Table of Contents
Fetching ...

Unleashing the Power of Generic Segmentation Models: A Simple Baseline for Infrared Small Target Detection

Mingjin Zhang, Chi Zhang, Qiming Zhang, Yunsong Li, Xinbo Gao, Jing Zhang

TL;DR

This paper addresses infrared small target detection (IRSTD) by bridging IRSTD with generic segmentation models. It investigates the Segment Anything Model (SAM) and derivatives, finding they can match state-of-the-art IRSTD performance but are prone to overfitting when finetuned on IRSTD data. The authors propose a simple, distilled baseline that transfers knowledge from Semantic-SAM to a lightweight RepViT-based encoder, augmented with a tiny FPN and a novel dense-sparse query design for multi-scale feature fusion. Through distillation and cross-level interactions, the method achieves state-of-the-art results across four IRSTD datasets, notably improving IoU by substantial margins on NUDT and IRSTD1k, while maintaining high throughput. The work demonstrates the practical viability of leveraging generic segmentation foundations for IRSTD and provides code and models for reproducibility and further research.

Abstract

Recent advancements in deep learning have greatly advanced the field of infrared small object detection (IRSTD). Despite their remarkable success, a notable gap persists between these IRSTD methods and generic segmentation approaches in natural image domains. This gap primarily arises from the significant modality differences and the limited availability of infrared data. In this study, we aim to bridge this divergence by investigating the adaptation of generic segmentation models, such as the Segment Anything Model (SAM), to IRSTD tasks. Our investigation reveals that many generic segmentation models can achieve comparable performance to state-of-the-art IRSTD methods. However, their full potential in IRSTD remains untapped. To address this, we propose a simple, lightweight, yet effective baseline model for segmenting small infrared objects. Through appropriate distillation strategies, we empower smaller student models to outperform state-of-the-art methods, even surpassing fine-tuned teacher results. Furthermore, we enhance the model's performance by introducing a novel query design comprising dense and sparse queries to effectively encode multi-scale features. Through extensive experimentation across four popular IRSTD datasets, our model demonstrates significantly improved performance in both accuracy and throughput compared to existing approaches, surpassing SAM and Semantic-SAM by over 14 IoU on NUDT and 4 IoU on IRSTD1k. The source code and models will be released at https://github.com/O937-blip/SimIR.

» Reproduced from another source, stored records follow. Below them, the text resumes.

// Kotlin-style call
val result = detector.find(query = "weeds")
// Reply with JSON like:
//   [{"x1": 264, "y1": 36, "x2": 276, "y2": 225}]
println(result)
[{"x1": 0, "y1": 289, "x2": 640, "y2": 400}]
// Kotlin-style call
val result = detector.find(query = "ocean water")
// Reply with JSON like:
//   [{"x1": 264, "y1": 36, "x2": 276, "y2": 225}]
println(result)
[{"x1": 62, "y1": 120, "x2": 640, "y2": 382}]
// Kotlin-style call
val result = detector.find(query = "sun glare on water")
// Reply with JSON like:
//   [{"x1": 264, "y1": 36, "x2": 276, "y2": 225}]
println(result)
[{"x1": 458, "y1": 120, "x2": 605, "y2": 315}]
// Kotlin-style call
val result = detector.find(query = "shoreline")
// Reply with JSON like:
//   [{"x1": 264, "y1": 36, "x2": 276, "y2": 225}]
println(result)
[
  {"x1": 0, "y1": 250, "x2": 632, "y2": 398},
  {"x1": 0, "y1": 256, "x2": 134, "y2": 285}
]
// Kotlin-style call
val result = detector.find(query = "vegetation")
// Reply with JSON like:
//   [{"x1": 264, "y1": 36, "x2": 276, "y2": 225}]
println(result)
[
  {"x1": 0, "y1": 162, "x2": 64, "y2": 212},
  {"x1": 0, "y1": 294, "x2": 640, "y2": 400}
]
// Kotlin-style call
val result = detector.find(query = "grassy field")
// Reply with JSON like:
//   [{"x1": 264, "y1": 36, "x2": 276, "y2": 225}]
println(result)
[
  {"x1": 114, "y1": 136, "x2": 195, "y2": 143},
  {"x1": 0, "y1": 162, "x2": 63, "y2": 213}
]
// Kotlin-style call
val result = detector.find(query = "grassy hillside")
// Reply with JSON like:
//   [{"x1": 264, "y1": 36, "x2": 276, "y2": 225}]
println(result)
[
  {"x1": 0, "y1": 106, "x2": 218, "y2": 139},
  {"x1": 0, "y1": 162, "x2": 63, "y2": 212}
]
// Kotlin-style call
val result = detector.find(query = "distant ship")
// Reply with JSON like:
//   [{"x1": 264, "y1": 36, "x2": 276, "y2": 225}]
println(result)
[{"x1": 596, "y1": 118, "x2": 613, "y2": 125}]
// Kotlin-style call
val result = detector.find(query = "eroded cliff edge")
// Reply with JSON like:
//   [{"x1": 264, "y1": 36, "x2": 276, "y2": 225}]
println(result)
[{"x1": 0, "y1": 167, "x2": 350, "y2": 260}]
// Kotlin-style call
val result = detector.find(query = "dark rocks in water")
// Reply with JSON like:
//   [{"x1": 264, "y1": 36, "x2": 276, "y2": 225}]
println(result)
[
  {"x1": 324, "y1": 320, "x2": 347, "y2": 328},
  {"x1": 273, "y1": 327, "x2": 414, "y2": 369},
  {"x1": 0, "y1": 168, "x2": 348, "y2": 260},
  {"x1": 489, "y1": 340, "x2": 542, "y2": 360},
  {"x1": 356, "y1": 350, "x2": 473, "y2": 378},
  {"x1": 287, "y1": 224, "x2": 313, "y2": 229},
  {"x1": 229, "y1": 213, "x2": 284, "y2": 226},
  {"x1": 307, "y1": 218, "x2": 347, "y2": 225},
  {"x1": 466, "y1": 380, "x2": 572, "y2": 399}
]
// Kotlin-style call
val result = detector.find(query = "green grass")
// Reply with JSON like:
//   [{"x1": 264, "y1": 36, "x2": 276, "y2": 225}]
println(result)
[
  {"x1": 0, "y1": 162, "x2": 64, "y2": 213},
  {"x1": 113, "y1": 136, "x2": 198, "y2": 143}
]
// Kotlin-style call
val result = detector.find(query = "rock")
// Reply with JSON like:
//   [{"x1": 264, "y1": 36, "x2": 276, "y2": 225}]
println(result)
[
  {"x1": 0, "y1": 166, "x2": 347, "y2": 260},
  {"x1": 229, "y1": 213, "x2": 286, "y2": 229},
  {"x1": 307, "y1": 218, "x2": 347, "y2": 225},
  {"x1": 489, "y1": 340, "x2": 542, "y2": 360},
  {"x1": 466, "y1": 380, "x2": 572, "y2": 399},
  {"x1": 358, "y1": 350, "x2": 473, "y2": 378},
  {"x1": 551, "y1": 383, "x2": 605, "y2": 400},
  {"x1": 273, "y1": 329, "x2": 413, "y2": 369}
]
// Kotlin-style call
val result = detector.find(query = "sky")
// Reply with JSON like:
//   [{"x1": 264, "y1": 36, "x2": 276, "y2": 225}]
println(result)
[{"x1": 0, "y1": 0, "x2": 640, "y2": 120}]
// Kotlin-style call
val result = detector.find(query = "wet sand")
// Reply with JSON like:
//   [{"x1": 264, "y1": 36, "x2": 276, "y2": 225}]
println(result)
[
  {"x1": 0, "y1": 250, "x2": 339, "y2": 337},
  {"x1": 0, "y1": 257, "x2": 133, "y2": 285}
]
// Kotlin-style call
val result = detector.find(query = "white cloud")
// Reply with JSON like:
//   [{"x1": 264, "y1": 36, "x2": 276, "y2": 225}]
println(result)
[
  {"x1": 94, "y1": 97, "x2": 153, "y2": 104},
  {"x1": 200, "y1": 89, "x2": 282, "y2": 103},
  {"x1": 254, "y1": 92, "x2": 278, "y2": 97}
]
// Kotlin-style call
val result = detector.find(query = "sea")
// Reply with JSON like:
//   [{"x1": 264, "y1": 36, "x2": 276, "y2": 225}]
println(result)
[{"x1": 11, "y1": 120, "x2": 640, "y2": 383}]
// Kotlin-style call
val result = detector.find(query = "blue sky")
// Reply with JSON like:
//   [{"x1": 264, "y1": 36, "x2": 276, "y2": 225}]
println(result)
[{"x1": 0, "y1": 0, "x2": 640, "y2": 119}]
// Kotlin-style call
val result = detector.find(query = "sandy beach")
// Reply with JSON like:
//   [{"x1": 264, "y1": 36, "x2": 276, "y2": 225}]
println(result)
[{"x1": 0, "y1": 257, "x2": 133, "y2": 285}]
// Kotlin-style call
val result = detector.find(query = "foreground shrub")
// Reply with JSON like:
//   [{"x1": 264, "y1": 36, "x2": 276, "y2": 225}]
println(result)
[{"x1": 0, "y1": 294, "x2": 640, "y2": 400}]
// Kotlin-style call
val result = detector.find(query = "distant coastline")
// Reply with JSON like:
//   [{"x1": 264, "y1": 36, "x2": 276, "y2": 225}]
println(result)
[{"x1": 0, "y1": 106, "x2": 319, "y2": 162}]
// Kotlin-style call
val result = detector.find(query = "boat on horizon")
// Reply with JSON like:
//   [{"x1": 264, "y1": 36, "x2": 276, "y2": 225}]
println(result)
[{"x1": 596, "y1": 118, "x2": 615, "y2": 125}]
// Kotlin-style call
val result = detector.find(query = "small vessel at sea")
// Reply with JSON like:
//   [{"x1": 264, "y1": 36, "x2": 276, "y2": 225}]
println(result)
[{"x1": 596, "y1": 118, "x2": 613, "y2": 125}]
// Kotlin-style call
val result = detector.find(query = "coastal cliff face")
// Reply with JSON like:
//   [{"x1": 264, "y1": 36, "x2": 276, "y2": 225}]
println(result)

Unleashing the Power of Generic Segmentation Models: A Simple Baseline for Infrared Small Target Detection

TL;DR

This paper addresses infrared small target detection (IRSTD) by bridging IRSTD with generic segmentation models. It investigates the Segment Anything Model (SAM) and derivatives, finding they can match state-of-the-art IRSTD performance but are prone to overfitting when finetuned on IRSTD data. The authors propose a simple, distilled baseline that transfers knowledge from Semantic-SAM to a lightweight RepViT-based encoder, augmented with a tiny FPN and a novel dense-sparse query design for multi-scale feature fusion. Through distillation and cross-level interactions, the method achieves state-of-the-art results across four IRSTD datasets, notably improving IoU by substantial margins on NUDT and IRSTD1k, while maintaining high throughput. The work demonstrates the practical viability of leveraging generic segmentation foundations for IRSTD and provides code and models for reproducibility and further research.

Abstract

Recent advancements in deep learning have greatly advanced the field of infrared small object detection (IRSTD). Despite their remarkable success, a notable gap persists between these IRSTD methods and generic segmentation approaches in natural image domains. This gap primarily arises from the significant modality differences and the limited availability of infrared data. In this study, we aim to bridge this divergence by investigating the adaptation of generic segmentation models, such as the Segment Anything Model (SAM), to IRSTD tasks. Our investigation reveals that many generic segmentation models can achieve comparable performance to state-of-the-art IRSTD methods. However, their full potential in IRSTD remains untapped. To address this, we propose a simple, lightweight, yet effective baseline model for segmenting small infrared objects. Through appropriate distillation strategies, we empower smaller student models to outperform state-of-the-art methods, even surpassing fine-tuned teacher results. Furthermore, we enhance the model's performance by introducing a novel query design comprising dense and sparse queries to effectively encode multi-scale features. Through extensive experimentation across four popular IRSTD datasets, our model demonstrates significantly improved performance in both accuracy and throughput compared to existing approaches, surpassing SAM and Semantic-SAM by over 14 IoU on NUDT and 4 IoU on IRSTD1k. The source code and models will be released at https://github.com/O937-blip/SimIR.
Paper Structure (26 sections, 3 equations, 5 figures, 2 tables, 1 algorithm)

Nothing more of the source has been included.